用于单声道语音增强的规模感知双分支复杂卷积递归网络

单通道语音增强的关键步骤是语音和噪声的正交分离。本文提出了一种双分支复杂卷积递归网络（DBCCRN），可同时分离语音和噪声的复杂频谱图。为了对局部和全局信息进行建模，我们在网络中加入了共形模块。通过优化信噪比（SNR）相关损失，可以改善两个分支输出的正交性。然而，我们发现，由现有的两个版本的 SI-SNR 训练出的模型所产生的增强语音，其规模与纯净语音的规模截然不同。信噪比损失也会导致增强语音的振幅缩小。解决这一问题的办法是简单地对输出进行归一化处理，但这只适用于离线处理，不适用于流式处理。当需要进行流式语音增强时，误差标度将导致语音质量下降。通过对用 SNR 和 SI-SNR 损失训练的模型的弱点进行分析，提出了一种新的损失函数，称为尺度感知 SNR（SA-SNR），以应对增强语音的尺度变化。与 SI-SNR 相比，SA-SNR 引入了一个额外的正则化项，鼓励模型产生与输入信号相似的信号，这对增强语音的感知质量影响很小。此外，常用的语音增强评估方法可能不足以全面反映使用 SI-SNR 损失的语音增强方法的性能，在这种情况下，应仔细考虑输入语音的振幅变化。我们引入了一种名为 ScaleError 的新评估方法。实验表明，在语音库语料、DEMAND 和 Interspeech 2020 深度噪声抑制挑战赛的评估集上，我们提出的方法在 PESQ、STOI、SSNR、CSIG、CBAK 和 COVL 方面获得了更高的分数，比现有的基线方法有所改进。

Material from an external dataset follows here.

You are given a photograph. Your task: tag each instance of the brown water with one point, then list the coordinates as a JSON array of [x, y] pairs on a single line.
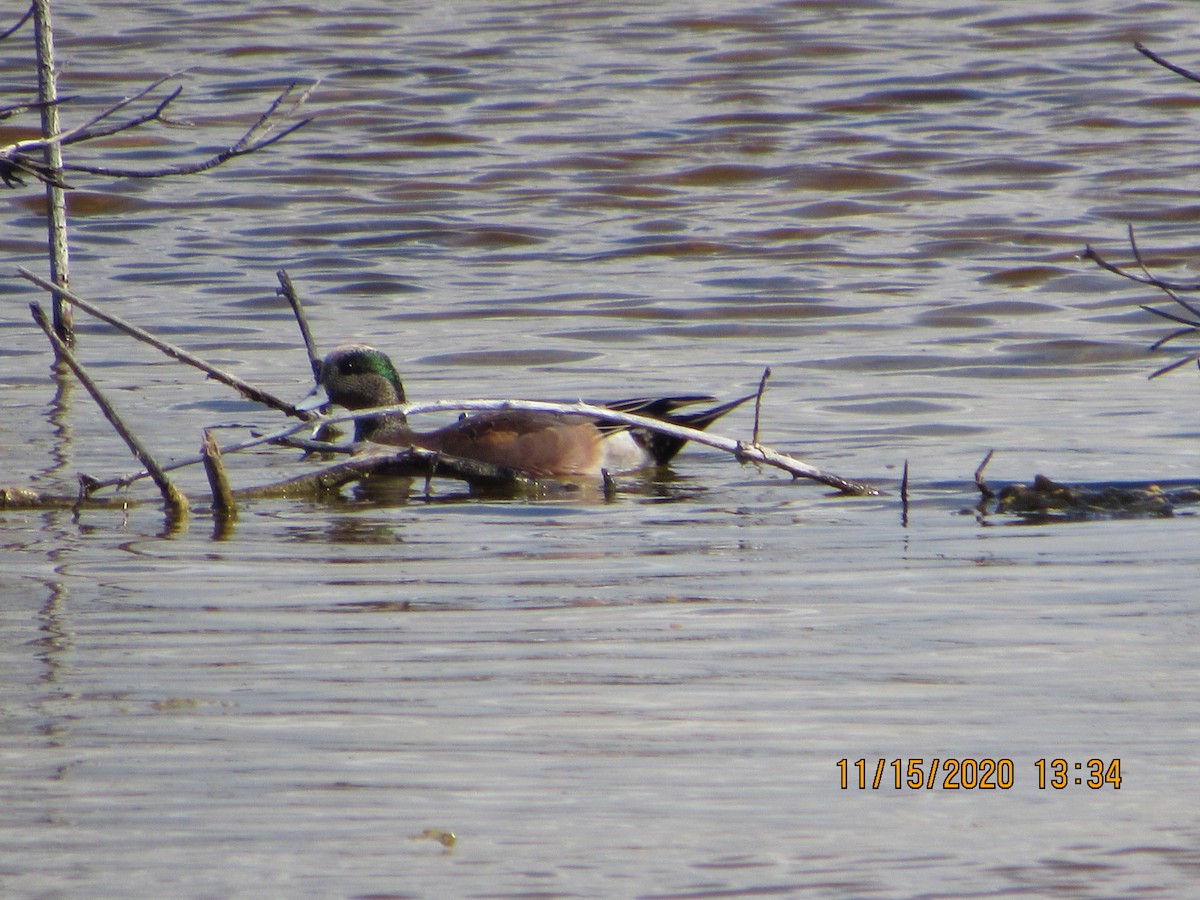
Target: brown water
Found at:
[[883, 202]]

本文章由计算机程序翻译，如有差异，请以英文原文为准。

求助全文

约1分钟内获得全文求助全文

来源期刊

Computer Speech and Language 工程技术-计算机：人工智能

CiteScore

11.30

自引率

4.70%

发文量

审稿时长

22.9 weeks

期刊介绍： Computer Speech & Language publishes reports of original research related to the recognition, understanding, production, coding and mining of speech and language. The speech and language sciences have a long history, but it is only relatively recently that large-scale implementation of and experimentation with complex models of speech and language processing has become feasible. Such research is often carried out somewhat separately by practitioners of artificial intelligence, computer science, electronic engineering, information retrieval, linguistics, phonetics, or psychology.